Representation matters and is necessary for the cultural and social inclusion of people from all walks of life. Regardless of how much information is offered, whether through film or even a diverse work team, in 2018, despite progression in how we comprehend matters of race, it still appears that most people choose to live in a box.

My husband and I are looking for our first home together and there is a debate over where we should live, should a child be added to the equation. He fears small towns because of loneliness and the narrow thinking that tends to be prevalent. I fear big cities because despite the many benefits and services available, sometimes there is too much that is readymade. I guess I am hell bent on raising a problem solver and a highly adaptable child, one who will see opportunity any and everywhere. One that understands we live an imperfect society and it is a constant but rewarding struggle to better it.

We recently learnt of one of his colleagues from a small town whose child was perplexed when a black student joined the class. This is what my partner is mostly fearful of. He is an engineer, so   naturally his thought process calculates most of his decisions by avoiding the most risk. Finding new options as opposed to solving the supposed risk.

Herein lies the backbone of the problem, we have ultimately progressed our society by covering up the ugly to only think about the pretty. I thought of his colleague’s son reaction to the new student in a thousand different ways and the reasons for his reaction. Would it be the same if it was a white child? Probably, but I suppose the reaction may be that there is just a new person in class. It wouldn’t have been acknowledged as anything out of the ordinary. The shock and confusion stemmed from a place where routine and supposed normalcy is somewhat engrained.

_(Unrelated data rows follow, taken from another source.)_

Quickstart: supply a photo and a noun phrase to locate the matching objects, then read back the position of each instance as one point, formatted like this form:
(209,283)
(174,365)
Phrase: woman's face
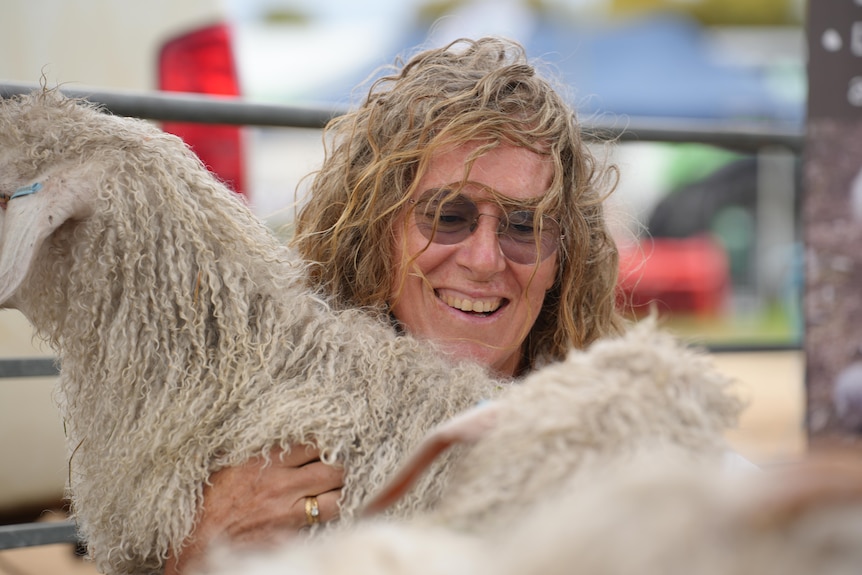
(438,286)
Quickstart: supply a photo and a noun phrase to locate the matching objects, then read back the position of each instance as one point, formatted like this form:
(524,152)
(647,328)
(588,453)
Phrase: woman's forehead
(504,170)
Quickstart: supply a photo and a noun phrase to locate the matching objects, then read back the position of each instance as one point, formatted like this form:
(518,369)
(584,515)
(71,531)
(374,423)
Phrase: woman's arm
(258,503)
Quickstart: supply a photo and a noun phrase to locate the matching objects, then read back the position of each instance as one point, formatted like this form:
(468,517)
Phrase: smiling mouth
(481,307)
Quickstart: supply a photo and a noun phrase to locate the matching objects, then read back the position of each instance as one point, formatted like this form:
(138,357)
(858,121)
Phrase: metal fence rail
(33,534)
(746,137)
(742,136)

But what if inclusion became the new normal? This is a suggestion we have all heard a million times over and despite that question being read incredibly easily and the general consensus that the idea is progressive, the achievement is always terribly hard. While racism and the exclusivity of inclusivity are present, a lack of representation across the board matters now more than ever. All people need to be viewed equally without any sort of bias throughout all aspects of society.

About a week and a half ago Louis Vuitton, a top French heritage company announced that Virgil Abloh was the new head of its menswear department. He is the first African-American to assume the creative director post for an influential luxury brand. Perhaps people see it as just another musical-chair move in fashion, but it signifies a cultural shift in fashion as brands scramble to secure the attention of the new millennial customer, the more ‘woke’ one.

Abloh, who has no formal fashion training, is also the creative director of the streetwear brand Off-White. Abloh’s ascension has less to do with style and more to do with hype and branding. It’s hardly my taste, but Abloh’s selection was based on the fact and reality that fashion houses can no longer ignore the inevitable if they want to maintain their dominance. They must seek out new methods to function and make things more appealing, even if this means leaving behind the traditional way of doing things.

Abloh’s knack for communicating functionality with hype is undeniable. They say fashion is a true representation of reality, and the reality is within every aspect of life; adapting and problem solving is only way life works for all of us in every sense.